Dia memasukkan kembali hp nya ke saku blue jeans. Lalu aku menariknya masuk ke dalam rumah.

Menyiapkan mental.

***

Malam yang terang. Bintang gemintang bersinar. Rembulan penuh benderang. Seharusnya senyum yang terukir di setiap orang yang melihatnya. Tetapi tidak bagi Regen. Cowok itu bahkan sudah lupa caranya tersenyum ketika kakinya menginjak bangunan bernama rumah ini.

Malam ini, Regen justru mengharapkan hujan turun.

Sederas apapun, ia ingin melepas semua beban yang jenuh menumpuk di dalam kepalanya. Ia ingin melarutkan semuanya bersama hujan.

Ia benar-benar tidak bisa mengerti jalan hidupnya sendiri.

Tadi sore, papanya tiba-tiba saja membawa seorang wanita dengan setelan kantor ala-ala wanita karir. Mungkin ia masih bisa terima kalau saja wanita itu hanya sekedar mampir atau bertamu ke rumahnya, mungkin ia masih maklum kalau papanya memperkenalkan wanita itu sebagai rekan kerja sekantornya.

Dia masih bisa terima.

Tapi tidak dengan kehadiran wanita itu sebagai calon 'ibu' tirinya, tidak dengan papanya yang mengaku mencintai wanita itu, tidak karena tidak ada yang bisa menggantikan mamanya. Tidak akan ada yang bisa. Sampai kapanpun.

Langkah Regen yang tanpa tujuan membawanya ke salah satu taman tak jauh dari rumahnya. Taman yang menjadi saksi bisu ke-frustasiannya selama ini. ya, kakinya membawanya pada tempat yang selama dua tahun ini menjadi tempat favoritnya.

Cowok itu baru saja melangkah memasuki area taman ketika telinganya menangkap suara yang sangat familier di telinganya. Alih-alih mendekat, Regen malah bersembunyi di balik salah satu kursi panjang yang ada di taman itu. Ini bukan malam Sabtu-Minggu. Jadi hanya ada sunyi yang mengisi atmosfer. Taman ini sepi.

"Terus, kalo lo balikin itu semua, gue sama Ody harus apa? berlutut? Minta maaf atas perbuatan yang sama sekali nggak kita lakuin?!"

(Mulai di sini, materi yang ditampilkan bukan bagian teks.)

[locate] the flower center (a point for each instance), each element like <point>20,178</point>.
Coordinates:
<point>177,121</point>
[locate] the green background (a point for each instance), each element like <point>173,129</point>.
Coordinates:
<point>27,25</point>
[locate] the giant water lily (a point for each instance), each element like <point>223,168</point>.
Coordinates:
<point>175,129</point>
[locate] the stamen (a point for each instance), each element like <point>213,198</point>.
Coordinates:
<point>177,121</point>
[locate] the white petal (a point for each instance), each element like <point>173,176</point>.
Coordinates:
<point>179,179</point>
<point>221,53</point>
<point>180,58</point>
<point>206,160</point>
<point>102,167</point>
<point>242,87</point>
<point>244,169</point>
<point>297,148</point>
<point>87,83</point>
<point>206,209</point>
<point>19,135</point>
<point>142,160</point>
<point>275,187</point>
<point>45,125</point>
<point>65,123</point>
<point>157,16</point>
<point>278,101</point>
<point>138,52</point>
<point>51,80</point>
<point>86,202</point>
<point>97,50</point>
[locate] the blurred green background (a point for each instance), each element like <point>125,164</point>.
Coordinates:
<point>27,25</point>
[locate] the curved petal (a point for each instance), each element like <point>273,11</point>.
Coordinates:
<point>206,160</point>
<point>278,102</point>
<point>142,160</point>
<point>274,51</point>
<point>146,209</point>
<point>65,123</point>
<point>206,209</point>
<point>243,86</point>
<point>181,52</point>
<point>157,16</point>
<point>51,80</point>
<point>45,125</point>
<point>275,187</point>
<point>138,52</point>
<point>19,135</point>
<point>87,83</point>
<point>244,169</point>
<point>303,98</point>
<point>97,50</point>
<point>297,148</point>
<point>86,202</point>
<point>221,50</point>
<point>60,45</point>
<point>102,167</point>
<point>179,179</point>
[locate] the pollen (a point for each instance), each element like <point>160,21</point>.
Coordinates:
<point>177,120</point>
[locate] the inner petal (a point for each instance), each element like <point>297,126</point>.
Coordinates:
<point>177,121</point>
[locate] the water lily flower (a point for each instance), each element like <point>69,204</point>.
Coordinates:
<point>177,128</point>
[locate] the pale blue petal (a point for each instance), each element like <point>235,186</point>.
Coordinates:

"Apa? sama sekali nggak kalian lakuin? Lo pikir, dengan jadiannya Ody sama Bian atas comblangan lo, ade gue nggak sakit? Lo pikir Vanya-"

Plaakk

Regen menatap tiga cewek yang dia kenal itu dengan pandangan nanar sekaligus bingung.

Apa yang terjadi dengan mereka dan... apa hubungannya dengan Bian?

***

Aku berdiri di samping Livia. Di depan Selda. Tapi posisi kami seakan seperti dua kurcaci melawan ratu jahat di film snow white. Tatapan Selda itu loh gils... mengintimidasi. Oke, dua dedemit yang selalu ada di samping Selda ternyata tidak ikut campur dalam urusan ini.

"Hai, sahabat-sahabat gue tercinta. Apa kabar?" dulu, senyum itu senyum termanis sepanjang masa. Sekarang, iblis! eh, bagusan iblis deng.

"Basi sekali anda. Langsung aja deh, maksud lo nyuruh kita kesini apa? eh maksudnya ngundang kesini apa?" Balas Livia. Aku nggak tahu apa yang bikin dia seberani itu berhadapan dengan Selda, padahal dalam kasus ini harusnya Livia yang lebih sakit.

"Gue, ngundang kalian kesini cuma mau balikin sesuatu. Bentar"

Aku menoleh dan bertukar pandang dengan Livia. Mencoba saling menebak apa yang akan dilakukan Selda untuk memenuhi hasratnya kali ini.

Tak lama kemudian, cewek sengak itu datang dengan sebuah kotak. Mungkin isinya bangkai. Ih, aku merinding.

"Nih, gue nggak butuh" Selda melempar kotak itu. membuat aku dan Livia tersentak seketika. Kami berdua berjongkok dan menggoyangkan kotak itu untuk menebak isinya. Aneh, tingkah kami kenapa jadi seperti baru mendapat kado di pesta ulang tahun.

Pelan, dan dengan jantung berdebar keras, kami membuka kotak itu dan melihat isinya.

Bukan bom..

Apalagi bangkai..

Hanya...

"Terus, kalo lo balikin itu semua, gue sama Ody harus apa? berlutut? Minta maaf atas perbuatan yang sama sekali nggak kita lakuin?!" Bentak Livia sambil mengeluarkan kertas warna-warni dari dalam kotak itu kasar. Berbagai bentuk origami yang menjadi hobi kami mengisi waktu luang dulu. Ternyata selama ini Selda masih menyimpannya.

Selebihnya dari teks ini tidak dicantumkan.